24La citation finale, dite à deux voix, est tirée du poème de Rimbaud L’éternité ou Éternité, qui se trouve dans le recueil Vers nouveaux et chansons16, et elle correspond à la strophe inaugurale et finale de ce poème : « (Marianne) Elle est retrouvée. / (Pierrot) Quoi ? – (Marianne) L’Éternité. / (Pierrot) C’est la mer allée / (Marianne) Avec le soleil ». Le travelling latéral qui accompagne ce dialogue glisse à nouveau sur la mer vers le soleil, mais celui-ci n’est plus visible comme forme ; il n’est plus qu’une lumière diffuse, qui tend à estomper, puis à effacer la ligne d’horizon.

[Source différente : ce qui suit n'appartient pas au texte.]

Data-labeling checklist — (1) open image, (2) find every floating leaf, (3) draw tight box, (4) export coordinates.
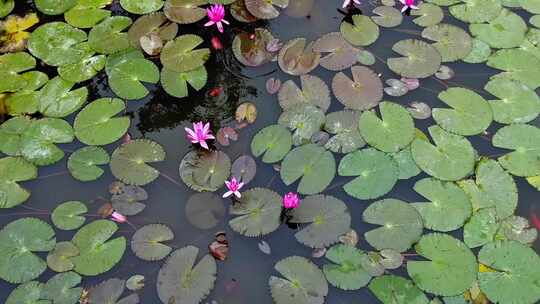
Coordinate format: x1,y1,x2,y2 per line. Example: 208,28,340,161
110,139,165,186
358,101,415,152
407,233,478,296
179,151,231,192
290,195,351,248
268,256,328,304
412,178,472,232
0,217,56,284
386,39,442,78
131,224,174,261
251,125,292,163
73,98,130,146
229,188,282,237
71,220,126,276
157,246,217,304
478,241,540,303
280,144,336,194
493,124,540,177
411,126,475,181
338,148,399,200
362,199,423,252
369,275,428,304
51,201,88,230
332,66,383,110
68,146,110,182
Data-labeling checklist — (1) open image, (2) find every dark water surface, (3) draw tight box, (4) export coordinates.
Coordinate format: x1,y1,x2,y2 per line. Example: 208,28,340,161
0,0,540,304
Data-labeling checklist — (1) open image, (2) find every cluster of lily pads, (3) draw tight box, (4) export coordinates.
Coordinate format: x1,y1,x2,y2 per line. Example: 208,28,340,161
0,0,540,304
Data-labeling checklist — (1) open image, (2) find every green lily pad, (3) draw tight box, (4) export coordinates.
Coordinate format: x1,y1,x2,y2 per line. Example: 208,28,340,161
161,66,208,98
369,275,429,304
484,77,540,124
28,22,91,66
411,126,476,181
251,125,292,163
478,241,540,304
339,15,379,46
492,124,540,177
71,220,126,276
422,23,472,62
458,159,518,219
67,146,110,182
432,88,493,136
38,77,88,118
469,9,527,49
411,178,472,232
88,16,132,54
362,199,423,252
131,224,174,261
157,246,217,304
110,139,165,186
358,101,415,152
290,195,351,248
73,98,130,146
107,58,159,99
179,151,231,192
323,244,371,290
338,148,399,200
229,188,281,237
51,201,88,230
407,233,478,296
280,144,336,194
268,256,328,304
0,218,56,284
0,157,38,208
160,34,210,73
386,39,442,78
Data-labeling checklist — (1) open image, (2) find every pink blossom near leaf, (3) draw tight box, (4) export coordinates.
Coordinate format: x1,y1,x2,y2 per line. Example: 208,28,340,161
204,4,229,33
184,121,215,150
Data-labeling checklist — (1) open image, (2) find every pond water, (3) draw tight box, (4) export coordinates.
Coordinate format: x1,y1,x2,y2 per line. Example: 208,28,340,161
0,0,540,304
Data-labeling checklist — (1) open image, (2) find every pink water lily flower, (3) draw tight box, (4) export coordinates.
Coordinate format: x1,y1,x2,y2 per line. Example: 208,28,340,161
204,4,229,33
343,0,361,8
283,192,300,209
223,177,244,198
399,0,418,13
184,121,215,150
111,211,127,223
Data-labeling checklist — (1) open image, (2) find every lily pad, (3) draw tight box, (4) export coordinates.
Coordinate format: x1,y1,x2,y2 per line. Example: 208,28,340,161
251,125,292,163
68,146,110,182
332,66,383,110
280,144,336,194
0,218,56,284
157,246,217,304
323,244,371,290
268,256,328,304
358,101,415,152
290,195,351,248
229,188,281,237
411,178,472,232
73,98,130,146
493,124,540,177
110,139,165,186
411,126,476,181
362,199,423,252
407,233,478,296
71,220,126,276
131,224,174,261
386,39,442,78
51,201,88,230
478,241,540,303
338,148,399,200
432,88,493,136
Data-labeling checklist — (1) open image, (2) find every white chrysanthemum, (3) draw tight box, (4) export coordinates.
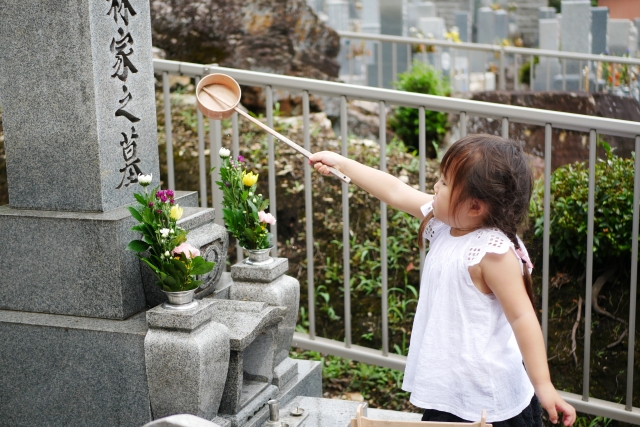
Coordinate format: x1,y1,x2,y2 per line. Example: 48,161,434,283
138,173,153,187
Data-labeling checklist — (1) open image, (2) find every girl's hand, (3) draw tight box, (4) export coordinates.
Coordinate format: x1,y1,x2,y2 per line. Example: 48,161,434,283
309,151,345,175
535,383,576,426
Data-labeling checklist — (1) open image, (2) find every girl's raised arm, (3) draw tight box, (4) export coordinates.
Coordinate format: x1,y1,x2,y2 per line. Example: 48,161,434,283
480,251,576,426
309,151,433,219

Il n’y a donc plus ici de soleil-pictogramme, plus de « O », plus que de l’eau : et encore, de l’eau ou de la lumière, c’est selon, car elles tendent à se mêler indissolublement ; donc, plus que de l’onde, de l’informe, de l’indifférencié. Ici peut apparaître le sens de la citation redoublée, dans le film, du titre Une saison en enfer. Car dans ce recueil, Rimbaud propose en effet une autre version d’Éternité, modifiant la strophe qui nous intéresse dans un sens qui est celui même de ce travelling final : « Elle est retrouvée ! / Quoi ? l’éternité. / C’est la mer mêlée / Au soleil ». Le premier phonème du dernier vers de cette version du poème est « O » (« Au soleil ») ; le premier phonème du dernier vers de la précédente version est « A » (« Avec le soleil »). Ainsi, même le choix opéré entre ces deux versions confirme la disparition finale du « O », au double profit du « A » et de l’eau (en l’occurrence celle de la mer), soit de deux figurations du début ou des origines, substituant en effet une logique de « l’éternité » à une logique de la « fin ».

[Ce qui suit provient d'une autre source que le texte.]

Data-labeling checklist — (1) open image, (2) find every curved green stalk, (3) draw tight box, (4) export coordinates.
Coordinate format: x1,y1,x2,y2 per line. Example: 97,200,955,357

25Dans le générique de fin de Masculin féminin (1966), le film qui suit Pierrot le fou dans l’œuvre de Godard, celui-ci s’amuse à reprendre dans le carton final le mot féminin, puis à en faire disparaître la partie centrale, ne laissant visibles, de part et d’autre du vide laissé par cette disparition, que la première lettre, « F », et les deux dernières, « IN », ce qui permet de reconstituer le mot « FIN ». En revanche, l’« o » de la fin dans Pierrot le fou n’est pas féminin au sens où il y aurait un Autre masculin pour lui faire face. S’il l’est, c’est seulement au sens génétique ou génésiaque où l’eau de la mère est celle des origines, qui donne la vie, et avec elle, la mort. Ce plan final évoque ainsi plutôt les fantasmes d’a-séparation (donc a fortiori asexués), et d’atemporalité (ou si l’on veut d’« éternité ») liés à ce que Freud appelle le narcissisme primaire, ce stade de la vie psychique antérieur à la séparation du moi et du monde, qui ne connaît donc ni début ni fin, fantasmes qui se confondent ici avec la fiction mythique du texte biblique de la Genèse, dans lequel la première ligne tracée entre les choses l’est dans l’eau, pour en extraire le ciel (« Dieu dit : “Qu’il y ait un firmament au milieu des eaux et qu’il sépare les eaux d’avec les eaux”, et il en fut ainsi. Dieu fit le firmament, qui sépara les eaux qui sont sous le firmament d’avec les eaux qui sont au-dessus du firmament, et Dieu appela le firmament “ciel” »17). Ici on assiste en quelque sorte à l’inversion de ce geste, et à l’effacement de la ligne séparatrice, alors que, dans le générique de fin, ne subsiste plus qu’une seule couleur, le bleu.

26Ainsi, dans Pierrot le fou, le surinvestissement dès le générique de début des signes du début et de la fin prépare en fait leur inversion, voire leur confusion. Le régime figural travaille dans le sens régressif d’une négation des coupures, des discontinuités entre représentations, instituées par le langage comme par la vue, et si le début du film a pour fonction la mise en place d’un tel régime, la fin donne alors l’image même de ce qu’il vise : c’est-à-dire une continuité absolue qui supposerait aussi en dernier ressort l’abolition de toute orientation discursive entre un début et une fin.